Television comedies-turned-movies have a spotty track record: For every South Park: Bigger, Longer & Uncut, there are a few Bewitched s and Flintstones es. It's certainly not a genre associated with rapturous critical reception, but that's exactly what the scathing political satire In the Loop—a spinoff of the cult BBC series The Thick of It— has enjoyed since its Sundance premiere last January. Set amid an Anglo-American scrum of government officials, lackeys, and PR handlers on the eve of an undermotivated war in the Middle East, In the Loop is a painfully comic film à clef on the run-up to the 2003 invasion of Iraq—and one that creates a new, perhaps impassable standard for creative deployment of the word fuck.

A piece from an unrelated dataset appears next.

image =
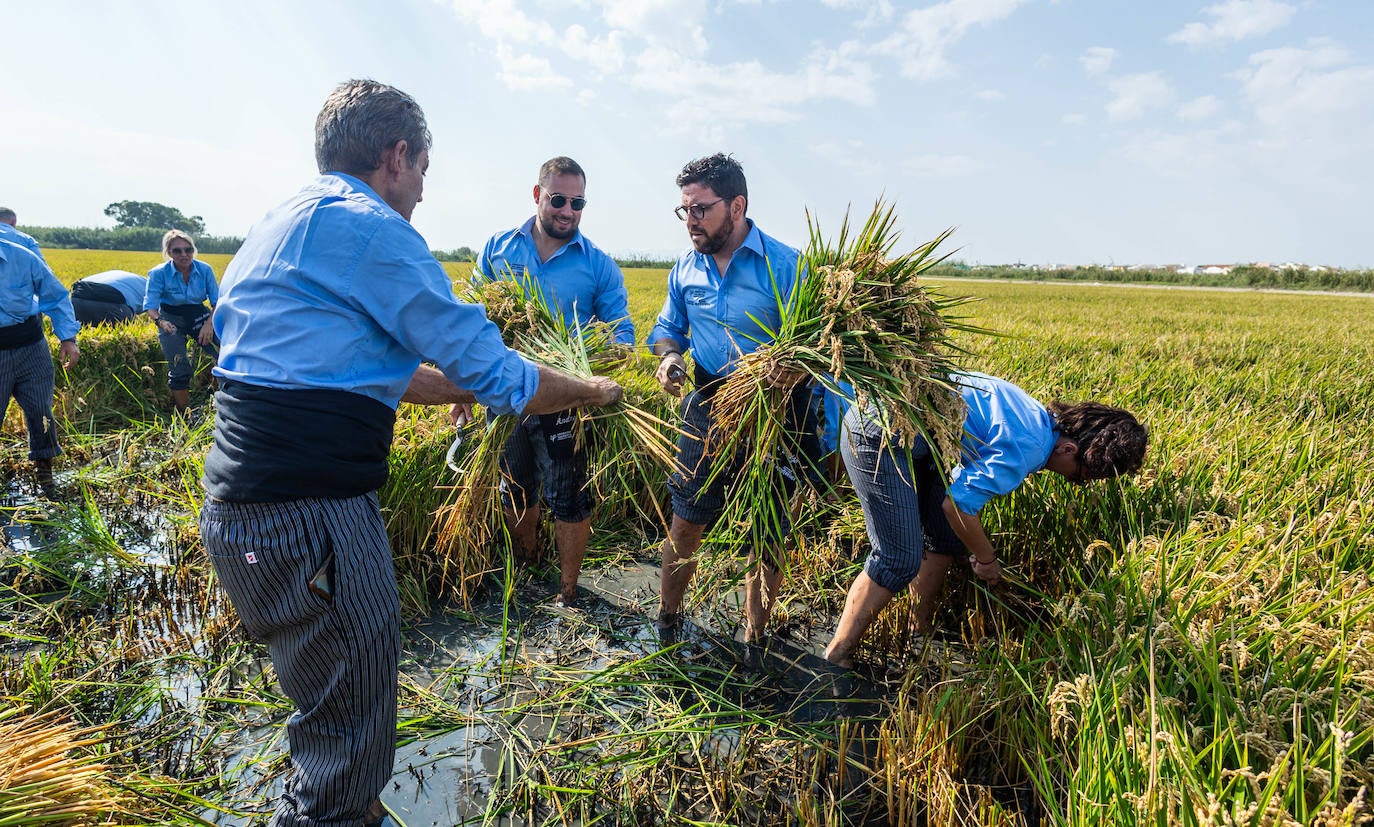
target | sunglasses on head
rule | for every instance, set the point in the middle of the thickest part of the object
(558, 199)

For most stateside viewers, the movie also provides a belated introduction to its director, Armando Iannucci, the prolific writer-producer who has been a mainstay of radio and TV comedy in the United Kingdom for two decades. In addition to creating and co-writing The Thick of It, Iannucci was one of the creators of the '90s fake-news classic The Day Today, a proto-Daily Show and a forerunner of Sacha Baron Cohen's Ali G Show. Iannucci also co-created Knowing Me, Knowing You and I'm Alan Partridge: a talk-show parody and sitcom, respectively, that turned Steve Coogan's blundering sportscaster from The Day Today into one of the immortal fools of British popular culture. The Scottish-born Iannucci is virtually unknown here (and just short of a household name back home), but thanks to YouTube and multiregion DVD players, U.S. viewers can catch up with one of the most influential comedy minds in the English-speaking world.

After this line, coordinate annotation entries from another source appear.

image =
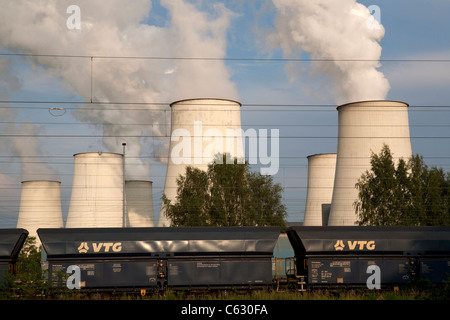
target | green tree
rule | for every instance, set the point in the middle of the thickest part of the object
(225, 195)
(407, 194)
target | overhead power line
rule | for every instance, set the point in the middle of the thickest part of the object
(216, 58)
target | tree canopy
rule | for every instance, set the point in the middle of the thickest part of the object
(225, 195)
(409, 193)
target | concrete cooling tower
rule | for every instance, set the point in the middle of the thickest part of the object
(363, 128)
(40, 206)
(200, 128)
(321, 169)
(139, 203)
(97, 191)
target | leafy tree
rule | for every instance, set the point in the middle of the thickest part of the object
(407, 194)
(225, 195)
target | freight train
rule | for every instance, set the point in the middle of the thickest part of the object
(190, 258)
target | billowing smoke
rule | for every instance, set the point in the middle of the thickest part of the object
(342, 40)
(126, 78)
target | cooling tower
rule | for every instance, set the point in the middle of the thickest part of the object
(40, 206)
(321, 169)
(97, 191)
(200, 128)
(363, 128)
(139, 202)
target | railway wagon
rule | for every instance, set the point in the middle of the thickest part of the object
(161, 258)
(356, 256)
(11, 242)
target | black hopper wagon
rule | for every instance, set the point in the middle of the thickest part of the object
(363, 256)
(161, 258)
(11, 242)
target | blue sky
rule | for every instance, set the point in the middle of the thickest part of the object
(415, 59)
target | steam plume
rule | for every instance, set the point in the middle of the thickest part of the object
(342, 39)
(110, 31)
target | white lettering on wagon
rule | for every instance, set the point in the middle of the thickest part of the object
(100, 247)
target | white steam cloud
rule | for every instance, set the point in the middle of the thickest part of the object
(114, 29)
(342, 39)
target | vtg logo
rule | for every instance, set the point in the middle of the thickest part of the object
(355, 245)
(100, 247)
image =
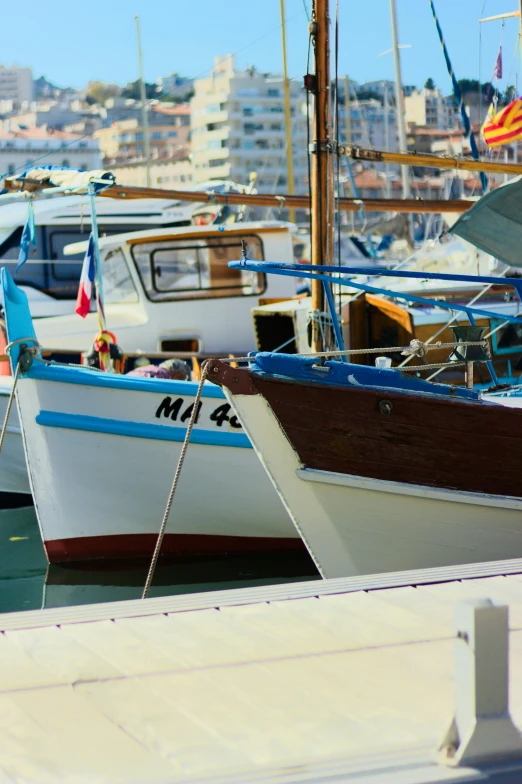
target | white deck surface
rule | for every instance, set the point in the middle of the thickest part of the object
(297, 683)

Or make that the English-swearing world: The Thick of It and In the Loop are symphonies of virtuosic profanity (the BBC's sign-language service has had to create five new signs to accommodate The Thick of It's blue neologisms), much of it supplied by menacing communications director Malcolm Tucker (Peter Capaldi), a man who can render the commonplace "Would you like to step into my office?" as "Come the fuck in or fuck the fuck off." The relentless verbal assault is sensationally funny, but it's also part and parcel of Iannucci's long-standing fascination with the debasement of language and debate in politics and news media. "I'm interested in the abuse of argument," Iannucci told the Independent in 2006. In that light, Tucker's decidedly abusive command of simile ("He's as useless as a marzipan dildo"), hyperbole ("I'd love to stop and chat but I'd rather have type 2 diabetes"), and paraprosdokian ("Go and buy a goat a whole village can fuck") can be seen as a means to keep his cognitive muscles limber for his next feat of dizzying spin—as when hapless British MP Simon Foster (Tom Hollander) inconveniently claims in a radio interview that war is "unforeseeable." "You may have heard him say it," Tucker tells the press, "but he never said it, and that is a fact."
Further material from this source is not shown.